25 October 2010

German firms blocking Facebook over security: report

Many of Germany's top companies are blocking access to Facebook and other social networking sites over fears of industrial espionage and other security concerns, according to a report released Sunday.
BERLIN (AFP) - – Many of Germany's top companies are blocking access to Facebook and other social networking sites over fears of industrial espionage and other security concerns, according to a new report .
Business weekly Wirtschaftswoche said in an advance copy of its Monday issue that many companies on the Dax-30 blue-chip index saw an unacceptable risk posed by employees using such sites at work.
"Many external social media sites are no longer available to most of our staff due to security concerns," said a representative for the second-biggest German bank, Commerzbank.

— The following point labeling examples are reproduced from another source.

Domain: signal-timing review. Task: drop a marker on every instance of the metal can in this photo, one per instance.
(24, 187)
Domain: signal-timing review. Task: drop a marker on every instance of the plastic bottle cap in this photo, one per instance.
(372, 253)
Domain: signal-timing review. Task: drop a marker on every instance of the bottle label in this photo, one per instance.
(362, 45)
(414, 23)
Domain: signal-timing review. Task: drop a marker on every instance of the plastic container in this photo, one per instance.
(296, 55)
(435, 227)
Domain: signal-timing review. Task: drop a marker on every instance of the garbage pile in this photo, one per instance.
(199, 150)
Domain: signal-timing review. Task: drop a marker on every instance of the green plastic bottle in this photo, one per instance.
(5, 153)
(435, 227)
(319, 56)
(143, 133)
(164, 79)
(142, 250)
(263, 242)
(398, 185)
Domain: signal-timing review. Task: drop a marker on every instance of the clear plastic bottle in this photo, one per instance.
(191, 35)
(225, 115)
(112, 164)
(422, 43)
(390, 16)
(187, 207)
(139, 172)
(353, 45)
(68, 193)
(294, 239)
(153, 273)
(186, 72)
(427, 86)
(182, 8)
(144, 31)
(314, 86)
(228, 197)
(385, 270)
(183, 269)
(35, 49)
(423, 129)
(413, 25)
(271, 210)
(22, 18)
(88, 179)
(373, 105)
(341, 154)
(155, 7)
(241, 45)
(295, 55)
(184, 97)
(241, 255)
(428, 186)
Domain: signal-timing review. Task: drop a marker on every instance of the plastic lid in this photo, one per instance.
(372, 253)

Construction materials group HeidelbergCement drew similar conclusions before outlawing Facebook and micro-blogging site Twitter, and automaker Volkswagen said it had also banned "various social networks".
Beyond the risk of staff revealing trade secrets in online chats, companies fear that such sites could expose them to computer viruses transmitted by clicking on a link within someone's 'wall', according to the report.
"Before it was email that was the favourite gateway for damaging software -- today it is social networks," Christian Fuchs of anti-virus provider Kaspersky was quoted as saying.
Luxury car maker Porsche recently restricted Facebook use over industrial espionage fears, according to the report, while energy group E.ON and industrial gas giant Linde have also curbed access to Facebook and video sharing site YouTube at some of their offices.
Worries over lost productivity prompted other corporations such as Daimler to pull the plug on Facebook for some of its staff.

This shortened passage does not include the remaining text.